Are you trying to troubleshoot Redis latency problems?
This guide is for you.
Redis is an open-source, networked software project that implements data structure servers.
The processing time for Redis is normally low. But certain conditions at times create latency problems in Redis.
Latency is the maximum delay between the time a client issues a command and the time the reply to the command is received by the client.
In this context, we shall look into how to troubleshoot Redis latency problems.
How to measure latency?
Before going into the steps to troubleshoot Redis latency problems, we will see how to measure latency.
The latency of a Redis server can be measured in milliseconds with redis-cli command below:
redis-cli --latency -h `host` -p `port`
Redis provides latency monitoring capabilities that help to understand where the server is blocking.
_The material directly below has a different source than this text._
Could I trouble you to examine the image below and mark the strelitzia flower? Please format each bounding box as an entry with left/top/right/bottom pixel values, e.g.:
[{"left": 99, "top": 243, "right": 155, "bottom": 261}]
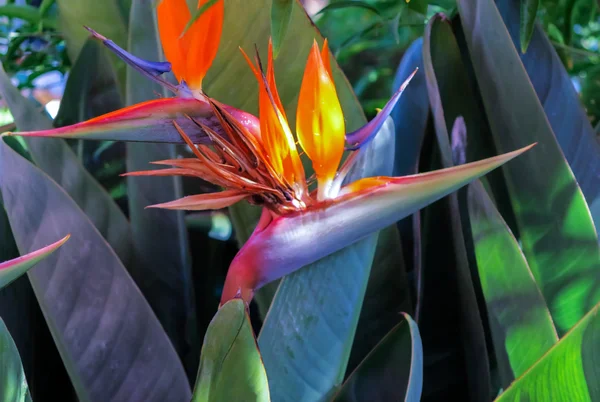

By default, monitoring will be disabled. So, before enabling the latency monitor we need to set the latency threshold in milliseconds.
We can enable the latency monitor at runtime in a production server using the following command:
CONFIG SET latency-monitor-threshold 100
We can set any threshold according to our needs. For instance, if the maximum acceptable latency is 100 milliseconds, the threshold should be set to a value such that it will log all the events blocking the server for a time equal or greater to 100 milliseconds.
Types of Redis Latency ?
Some types of Redis Latency are given below:
1. Intrinsic latency
Intrinsic latency is a kind of latency that is inherently part of the environment that runs Redis.
The operating system kernel and the hypervisor provide it.
We can measure it with the following commands:
$ ./redis-cli --intrinsic-latency 100
Max latency so far: 1 microseconds.
Max latency so far: 16 microseconds.
Max latency so far: 50 microseconds.
Max latency so far: 53 microseconds.
Max latency so far: 83 microseconds.
Max latency so far: 115 microseconds.
Here the argument 100 is the number of seconds the test will be executed. The more time we run the test, the more likely we will be able to spot latency spikes.
In the above example, the intrinsic latency of the system is just 0.115 milliseconds (or 115 microseconds).
2. Redis Latency by network and communication
We can connect to Redis using a TCP/IP connection or a Unix domain connection. The typical latency of a 1 Gbit/s network is about 200 us, while the latency with a Unix domain socket can be as low as 30 us.
It actually depends on the network and system hardware.
We can therefore try to limit the number of roundtrips by pipelining several commands together. Most of the clients and servers support this.
3. Latency by slow commands
While executing a single thread when a request is slow to serve all the other clients will have to wait for this request.
While executing normal commands, this will not happen at all since these commands are executed in constant (and very small) time.
The algorithmic complexity of all commands is documented. A good practice is to systematically check it when using commands we are not familiar with.
We should not use slow commands against values composed of many elements to get rid of latency. And we should run a replica using Redis replication where we can run all slow queries.
4. Redis Latency by fork
Redis has to fork background processes in order to generate the RDB file in the background. The fork operation (running in the main thread) can induce latency by itself.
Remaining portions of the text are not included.